Dissident Republicans may have attacked the home of Gerry Adams, but the great majority of the week-long annual riot in Northern Ireland has been the work of the people on whom the Government depends for confidence and supply. Some of those have even opened fire on the Police.

If "they're not the DUP," then for whom else, exactly, do they vote? Nor could the DUP do without their political muscle, which one newly elected MP, from a prominent paramilitary family, thanked explicitly in her acceptance speech last year.

Unrest of the kind that we have seen in Northern Ireland would be the only news if it were happening in England, Scotland or Wales. That it has barely been mentioned is for two reasons.

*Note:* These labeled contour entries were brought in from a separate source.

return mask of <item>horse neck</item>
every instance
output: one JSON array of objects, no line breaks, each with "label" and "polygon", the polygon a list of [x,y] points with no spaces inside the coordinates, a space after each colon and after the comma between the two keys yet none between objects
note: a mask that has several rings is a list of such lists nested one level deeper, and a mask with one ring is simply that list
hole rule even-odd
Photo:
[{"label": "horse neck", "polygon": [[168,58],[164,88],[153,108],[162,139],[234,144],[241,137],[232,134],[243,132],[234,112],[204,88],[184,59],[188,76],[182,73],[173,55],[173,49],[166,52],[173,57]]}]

First, everything to do with "The Twelfth" would come close to bringing down a Government dependent on the DUP if it were shown on national television. It is public holiday for the specific purpose of committing sectarian violence. 

Bonfires are topped with the flag of a friendly neighbouring state, and also feature the pictures of elected local politicians. Confederate flags are routinely and increasingly paraded, and Swastikas are not unheard of.

Yet without this electoral bloc, Theresa May would not be Prime Minister. In which case, people would say, Theresa May does not deserve to be Prime Minister.

And secondly, we are in every sense disengaging from Northern Ireland.

Having the DUP effectively in government for a year has crystallised the sense, which has always been there, that we did not really have anything in common with the place, but had merely inherited it as a kind of unwanted stepchild, troublesome and expensive.

We are rapidly approaching the point of either putting it up for adoption, or just kicking it out without a further thought.